Intuition behind ROC-AUC score

Published in

Towards Data Science

10 min readDec 9, 2020

In Machine Learning, classification problem refers to predictive modeling where a class label needs to be predicted for a given observation (record/data point). For example, based on input features such as weather information (humidity, temperature, cloudy/sunny, wind speed, etc.) and time of year, predict whether it is going to “rain” or “not rain” (output variable) today in your city.

ROC-AUC score is one of the major metrics to assess the performance of a classification model. But what does it conceptually mean? In this blog, we will go through the intuition behind ROC-AUC score, and briefly touch upon a contrasting situation between ROC-AUC score and Log-loss score, which is another metric used heavily in assessing the performance of classification algorithms.

In case you seek an understanding of prediction probability and/or log-loss score in context of a binary classifier, feel free to go through my blog Intuition behind Log-loss score.

This blog strives to answer the following questions.

What does ROC-AUC score imply?
How to interpret ROC-AUC values?
How is ROC-AUC conceptually different from Log-loss score?
How is ROC-AUC calculated?
What do terms Confusion Matrix, TPR, FPR, ROC and AUC mean?

What does ROC-AUC score imply?

ROC-AUC is indicative of degree of separability/distinction or intermingling/crossover between the predictions of the two classes. Higher the score, higher the distinction and lower the crossover of the predictions of the two classes.

Let’s consider 10 data samples, 7 of which belong to positive class “1” and 3 to negative class “0”. An algorithm A predicts probabilities for the given 10 samples in the following manner. Given the predictions, we can easily find a probability threshold (for example, at 0.3) and classify every data point correctly under each class. Since there is a clear separation between the predictions of both the classes, ROC-AUC for the classification algorithm is 1.

Now, let’s say algorithm C predicted probabilities in the following manner, moving the third data point further to the right by assigning a probability of 0.3 and moving the fourth data point further to the left by assigning a probability of 0.2.

There is no probability threshold that can neatly classify all the data points correctly. Irrespective of the threshold value (be it 0.15 or 0.35), we get at least one data point on the incorrect side of the threshold line.
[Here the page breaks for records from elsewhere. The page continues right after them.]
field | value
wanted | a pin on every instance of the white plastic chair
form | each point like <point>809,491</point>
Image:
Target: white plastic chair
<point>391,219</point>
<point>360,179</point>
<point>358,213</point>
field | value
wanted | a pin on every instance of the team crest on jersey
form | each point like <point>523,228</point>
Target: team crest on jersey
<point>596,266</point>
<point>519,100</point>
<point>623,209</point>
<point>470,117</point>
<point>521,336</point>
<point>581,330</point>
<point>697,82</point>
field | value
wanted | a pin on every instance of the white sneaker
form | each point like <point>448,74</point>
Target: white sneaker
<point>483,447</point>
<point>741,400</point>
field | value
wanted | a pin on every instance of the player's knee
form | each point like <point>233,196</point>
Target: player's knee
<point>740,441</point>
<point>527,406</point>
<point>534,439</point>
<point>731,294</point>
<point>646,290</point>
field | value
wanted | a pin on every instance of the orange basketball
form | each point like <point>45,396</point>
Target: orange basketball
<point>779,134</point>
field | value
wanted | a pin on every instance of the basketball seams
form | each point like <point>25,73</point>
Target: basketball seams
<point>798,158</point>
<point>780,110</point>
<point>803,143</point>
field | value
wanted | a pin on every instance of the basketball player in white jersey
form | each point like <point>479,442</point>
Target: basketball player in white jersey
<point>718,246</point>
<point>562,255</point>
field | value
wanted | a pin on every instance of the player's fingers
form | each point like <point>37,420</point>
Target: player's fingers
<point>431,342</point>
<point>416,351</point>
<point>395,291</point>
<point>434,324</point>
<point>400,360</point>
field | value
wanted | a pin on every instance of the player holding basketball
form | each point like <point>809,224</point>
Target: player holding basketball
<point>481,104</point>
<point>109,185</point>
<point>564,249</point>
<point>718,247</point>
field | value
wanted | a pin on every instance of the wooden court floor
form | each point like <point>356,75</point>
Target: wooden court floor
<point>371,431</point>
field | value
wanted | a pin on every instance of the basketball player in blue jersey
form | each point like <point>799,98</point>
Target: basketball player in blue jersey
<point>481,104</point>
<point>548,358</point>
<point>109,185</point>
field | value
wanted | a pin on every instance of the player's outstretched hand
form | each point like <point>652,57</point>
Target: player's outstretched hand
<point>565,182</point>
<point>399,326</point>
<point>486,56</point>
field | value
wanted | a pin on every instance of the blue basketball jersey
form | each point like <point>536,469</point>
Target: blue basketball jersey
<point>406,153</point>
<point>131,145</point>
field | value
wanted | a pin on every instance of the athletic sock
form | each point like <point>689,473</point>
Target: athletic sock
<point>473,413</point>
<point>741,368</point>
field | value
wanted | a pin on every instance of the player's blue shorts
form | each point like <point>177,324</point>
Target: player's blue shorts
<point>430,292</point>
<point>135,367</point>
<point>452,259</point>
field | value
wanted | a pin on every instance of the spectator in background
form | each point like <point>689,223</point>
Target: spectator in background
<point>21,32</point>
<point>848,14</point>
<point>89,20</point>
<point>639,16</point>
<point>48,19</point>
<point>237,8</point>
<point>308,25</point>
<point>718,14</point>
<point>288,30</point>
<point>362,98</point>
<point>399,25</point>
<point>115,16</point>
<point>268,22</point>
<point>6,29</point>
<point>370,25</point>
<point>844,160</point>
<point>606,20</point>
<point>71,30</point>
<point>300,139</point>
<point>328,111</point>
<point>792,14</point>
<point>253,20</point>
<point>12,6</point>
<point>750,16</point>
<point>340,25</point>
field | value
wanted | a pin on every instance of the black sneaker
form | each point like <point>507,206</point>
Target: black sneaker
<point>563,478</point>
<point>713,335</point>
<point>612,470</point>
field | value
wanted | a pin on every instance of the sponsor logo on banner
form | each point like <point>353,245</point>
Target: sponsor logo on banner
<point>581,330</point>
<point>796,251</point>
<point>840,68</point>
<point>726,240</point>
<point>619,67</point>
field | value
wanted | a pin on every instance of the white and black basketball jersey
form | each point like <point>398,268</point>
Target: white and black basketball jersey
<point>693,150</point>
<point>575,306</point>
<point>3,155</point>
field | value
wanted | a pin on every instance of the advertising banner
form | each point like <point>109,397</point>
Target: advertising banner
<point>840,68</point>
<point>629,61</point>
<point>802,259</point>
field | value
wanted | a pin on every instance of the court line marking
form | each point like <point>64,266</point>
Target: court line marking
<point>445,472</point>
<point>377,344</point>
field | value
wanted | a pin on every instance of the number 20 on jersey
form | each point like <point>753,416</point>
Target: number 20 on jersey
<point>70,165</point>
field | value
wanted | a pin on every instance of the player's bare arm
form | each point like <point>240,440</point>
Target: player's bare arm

Hence, ROC-AUC score is less than 1 (precisely, 0.952).

In the same vein, let’s explore the following results of algorithm D. Again, there is no demarcation that can be achieved without classifying some data points incorrectly.

If we choose 0.05 as the threshold, then we risk classifying two data points incorrectly (blue ones on the right of the threshold line). If we choose 0.45 as the threshold, then we classify one data point incorrectly (orange one on the left of the line). Hence, algorithm D has the potential to classify a greater number of data points incorrectly. Hence, ROC-AUC of the algo D (0.905) is even lower than that of algo C (0.952).

Higher crossover/intermingling lowers the ROC-AUC score, indicating less-than-perfect separability/distinction between the predictions of the two classes.

Let’s look at the results of algorithm E that classified the data points as follows. Can you guess the ROC-AUC score of this classification model?

It would seem to be 1 since there is a clear gap between the predictions of the two classes. However, what is not so apparent is that this is an example of perfect crossover.

Notice that the algorithm is doing a very bad job in predicting labels — while class 1 data points are being predicted away from the probability of 1, class 0 data points are being predicted near to the probability of 1. ROC-AUC of the model is 0, indicating intermingling to such an extent that predictions have crossed over completely to the other side.

Higher the crossover/intermingling is, lower is the ROC-AUC score. Hence, a higher ROC-AUC is always regarded better than a lower one.

How to interpret ROC-AUC values?

The score varies from 0 to 1, the latter being the desirable goal for any classification problem. A binary classifier that, in fact, just makes random guesses, would be correct approximately 50% of the time, thereby garnering a ROC-AUC score of roughly 0.5.

While 1 denotes a clear distinction between the predictions of the two classes, 0 denotes a complete crossover. Anything less than 1 indicates some sort of intermingling/crossover of the predictions. A binary classifier is useful only when it achieves ROC-AUC score greater than 0.5 and as near to 1 as possible. If a classifier yields a score less than 0.5, it simply means that the model is performing worse than a random classifier, and hence, is of no use.

Generally, anything above 0.8 is considered good, but the desirable score varies from application to application. That said, a score of 1 is usually an impossible feat to achieve in practical situations.

Contrasting ROC-AUC with Log-loss

Let’s compare the results of two algorithms A and B. The only difference in the predictions of the two algorithms is that the fourth data point (from left) garners a probability of 0.4 with algorithm A as opposed to 0.3 with algorithm B.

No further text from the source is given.